Był świadomy, że gapi się na tą postać z otwartą buzią i szybko unoszącą się klatką piersiową. Jakby łapał swoje ostatnie oddechy. Czuł jak jego serce wali, a dłonie zaciskają się w pięść na puchatym kocu.

Wiedział, że mógłby złapać za różdżkę, która była pod poduszką ale czuł się sparaliżowany. Spojrzenie postaci było ciężkie i sprawiało, że Harry tracił czucie w nogach i rękach. Bał się, że jeśli wykona najmniejszy ruch to postać rzuci się na niego i zabierze jego dusze daleko od tego miejsca.

Miał być tu bezpieczny, a tymczasem zastanawia się z iloma osobami nie zdążył się pożegnać.

— Boisz się, Potter?

Słysząc tak znajomy głos poczuł ulgę. Złapał duży chust powietrza i pozwolił swoim ramionom opaść.

— Jeśli to tak chcesz bronić się przed wrogiem to muszę stwierdzić z niepokojem, że marny Twój los. — Prychnął przeciągle. — Choć metoda bardzo kusząca.

— Co Ty tu robisz? Znowu mnie podglądasz? — Zawołał oburzony, a kocem zakrył swoją odsłoniętą klatkę piersiowa. W głowie zanotował, by już zawsze sypiać w koszulce.

— Krzyczałeś przez sen, głupi dzieciaku. Przyszedłem sprawdzić czy nadzieja naszego świata właśnie nie umiera w katuszach. — Kolejne prychnięcie z ust mężczyzn, a potem do uszu Pottera doszło ciche Lumos, a pokój rozświetliły się do tego stopnia, że brunet był w stanie zobaczyć każdą rysę na twarzy Podglądacza.

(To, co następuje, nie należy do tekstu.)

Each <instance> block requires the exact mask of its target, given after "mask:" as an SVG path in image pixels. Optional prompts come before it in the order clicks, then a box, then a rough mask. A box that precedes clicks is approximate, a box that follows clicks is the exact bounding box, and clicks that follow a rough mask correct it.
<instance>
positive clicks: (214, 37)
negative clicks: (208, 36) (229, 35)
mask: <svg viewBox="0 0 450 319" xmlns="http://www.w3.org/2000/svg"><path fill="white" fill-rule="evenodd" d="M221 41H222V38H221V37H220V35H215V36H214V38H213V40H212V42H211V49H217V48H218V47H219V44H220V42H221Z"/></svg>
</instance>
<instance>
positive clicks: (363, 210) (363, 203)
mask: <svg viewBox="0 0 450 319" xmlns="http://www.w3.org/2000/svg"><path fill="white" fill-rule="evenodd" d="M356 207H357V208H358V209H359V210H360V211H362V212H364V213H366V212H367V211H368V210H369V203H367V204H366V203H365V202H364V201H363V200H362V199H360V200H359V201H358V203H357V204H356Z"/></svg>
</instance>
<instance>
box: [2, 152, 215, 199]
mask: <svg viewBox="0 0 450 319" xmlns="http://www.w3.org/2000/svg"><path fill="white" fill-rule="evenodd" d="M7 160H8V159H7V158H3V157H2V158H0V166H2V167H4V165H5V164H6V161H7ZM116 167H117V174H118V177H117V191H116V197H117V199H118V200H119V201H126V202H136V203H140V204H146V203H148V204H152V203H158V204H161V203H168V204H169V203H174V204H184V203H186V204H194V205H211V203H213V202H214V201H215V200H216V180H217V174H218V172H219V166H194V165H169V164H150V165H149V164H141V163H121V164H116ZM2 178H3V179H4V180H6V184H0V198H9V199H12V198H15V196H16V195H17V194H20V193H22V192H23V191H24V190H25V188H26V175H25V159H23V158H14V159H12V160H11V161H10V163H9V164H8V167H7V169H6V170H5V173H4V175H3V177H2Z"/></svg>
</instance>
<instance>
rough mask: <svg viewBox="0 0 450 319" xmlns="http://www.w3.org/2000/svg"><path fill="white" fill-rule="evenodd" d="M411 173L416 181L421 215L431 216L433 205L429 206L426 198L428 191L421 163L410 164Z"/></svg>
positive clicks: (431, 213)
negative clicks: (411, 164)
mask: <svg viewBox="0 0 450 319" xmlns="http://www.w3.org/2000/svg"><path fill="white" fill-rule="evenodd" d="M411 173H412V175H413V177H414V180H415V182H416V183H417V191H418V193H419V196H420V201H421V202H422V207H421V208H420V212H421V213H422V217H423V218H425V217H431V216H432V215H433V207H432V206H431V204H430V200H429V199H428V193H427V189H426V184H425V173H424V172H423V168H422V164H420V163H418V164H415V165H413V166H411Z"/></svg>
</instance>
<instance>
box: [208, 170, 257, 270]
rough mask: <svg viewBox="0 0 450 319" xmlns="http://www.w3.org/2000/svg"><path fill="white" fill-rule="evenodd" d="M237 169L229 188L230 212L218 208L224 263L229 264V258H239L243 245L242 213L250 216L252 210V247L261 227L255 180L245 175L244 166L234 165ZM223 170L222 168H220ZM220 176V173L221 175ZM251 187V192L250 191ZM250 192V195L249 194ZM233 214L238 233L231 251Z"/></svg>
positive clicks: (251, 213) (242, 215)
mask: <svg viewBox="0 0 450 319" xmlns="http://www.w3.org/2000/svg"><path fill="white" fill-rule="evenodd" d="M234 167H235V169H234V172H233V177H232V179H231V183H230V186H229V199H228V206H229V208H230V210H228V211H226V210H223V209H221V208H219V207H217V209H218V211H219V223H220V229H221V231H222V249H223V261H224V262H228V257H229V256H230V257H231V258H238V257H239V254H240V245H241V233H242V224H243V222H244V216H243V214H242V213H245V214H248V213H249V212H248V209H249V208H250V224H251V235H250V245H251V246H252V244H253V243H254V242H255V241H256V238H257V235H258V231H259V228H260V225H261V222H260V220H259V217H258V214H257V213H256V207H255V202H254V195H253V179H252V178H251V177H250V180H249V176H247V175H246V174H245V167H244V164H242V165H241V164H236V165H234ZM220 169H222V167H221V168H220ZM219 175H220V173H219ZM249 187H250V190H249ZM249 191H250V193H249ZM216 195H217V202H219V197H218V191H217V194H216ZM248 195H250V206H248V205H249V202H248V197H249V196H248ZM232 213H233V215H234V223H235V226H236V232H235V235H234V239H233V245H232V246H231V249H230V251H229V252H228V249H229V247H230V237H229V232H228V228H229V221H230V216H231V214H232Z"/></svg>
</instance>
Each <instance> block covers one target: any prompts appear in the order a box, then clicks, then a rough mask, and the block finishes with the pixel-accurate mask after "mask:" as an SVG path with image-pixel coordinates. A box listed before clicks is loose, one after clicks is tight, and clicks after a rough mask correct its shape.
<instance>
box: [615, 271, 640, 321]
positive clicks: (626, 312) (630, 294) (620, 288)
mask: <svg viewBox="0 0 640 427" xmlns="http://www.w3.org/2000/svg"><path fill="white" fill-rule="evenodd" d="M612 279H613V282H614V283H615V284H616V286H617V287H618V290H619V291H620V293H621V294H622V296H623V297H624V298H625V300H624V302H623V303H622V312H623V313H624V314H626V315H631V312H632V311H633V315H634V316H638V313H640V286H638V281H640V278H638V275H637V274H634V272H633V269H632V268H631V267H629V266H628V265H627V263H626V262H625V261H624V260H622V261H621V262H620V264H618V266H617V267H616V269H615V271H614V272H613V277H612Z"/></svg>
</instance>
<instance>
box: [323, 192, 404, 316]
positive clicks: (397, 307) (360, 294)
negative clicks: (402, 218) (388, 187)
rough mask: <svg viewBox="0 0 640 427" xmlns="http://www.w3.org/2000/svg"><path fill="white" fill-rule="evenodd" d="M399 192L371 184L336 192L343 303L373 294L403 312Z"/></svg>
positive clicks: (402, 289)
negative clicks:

— Wcale nie krzyczałem, ja po prostu... — Pojękiwałem. Dodał w myślach, a jego twarz pokryła się czerwienią. Cieszył się, że Malfoy wziął to za krzyk przerażenia.

— Po prostu co?

— Po prostu nic. — Odszukał ręką swoje okulary i wsunął je na nos. — Sprawdziłeś. Nic mi nie jest. Możesz już stąd iść.

Gdy obraz przed nim stał się wyraźniejszy, Harry mógł zobaczyć, że osoba przed nim ubrana jest w materiałowe czarne spodenki i.. i nic więcej. W ręce trzymał różdżkę, a jego włosy były powykrzywiane. Tak jakby dopiero wstał z łóżka.

Przełknął głośno ślinę, gdy jego wzrok spadł na krocze mężczyzny. Mimowolnie przejechał językiem po swoich suchych wargach. Jeszcze kilka godzin temu miał jego penisa w ustach, a teraz rumieni się na samo wyobrażenie jego wielkości.

— Nie wiem kto tu jest większym Podglądaczem, Potter.

Głowa Gryfona od razu powędrowała do góry, by spotkać się z wiecznie surowym spojrzeniem. Harry ścisnął jeszcze mocniej koc, aż jego knykcie pobladły i zaczęły boleć. Nie mógł pozwolić, żeby Malfoy dowiedział się o jego snach, które zawsze dotyczyły tego samego. Wziął kilka głębokich oddechów z nadzieją, że jego problem w bokserkach zaraz zniknie. Tak samo jak Draco z jego pokoju.

Nie miał na co liczyć, bo on uparcie stał i się w niego wpatrywał.

— Masz problem, Potter?

— Ty jesteś moim jedynym problemem! — Zawołał głośniej niż sam tego chciał. — Zostaw mnie samego.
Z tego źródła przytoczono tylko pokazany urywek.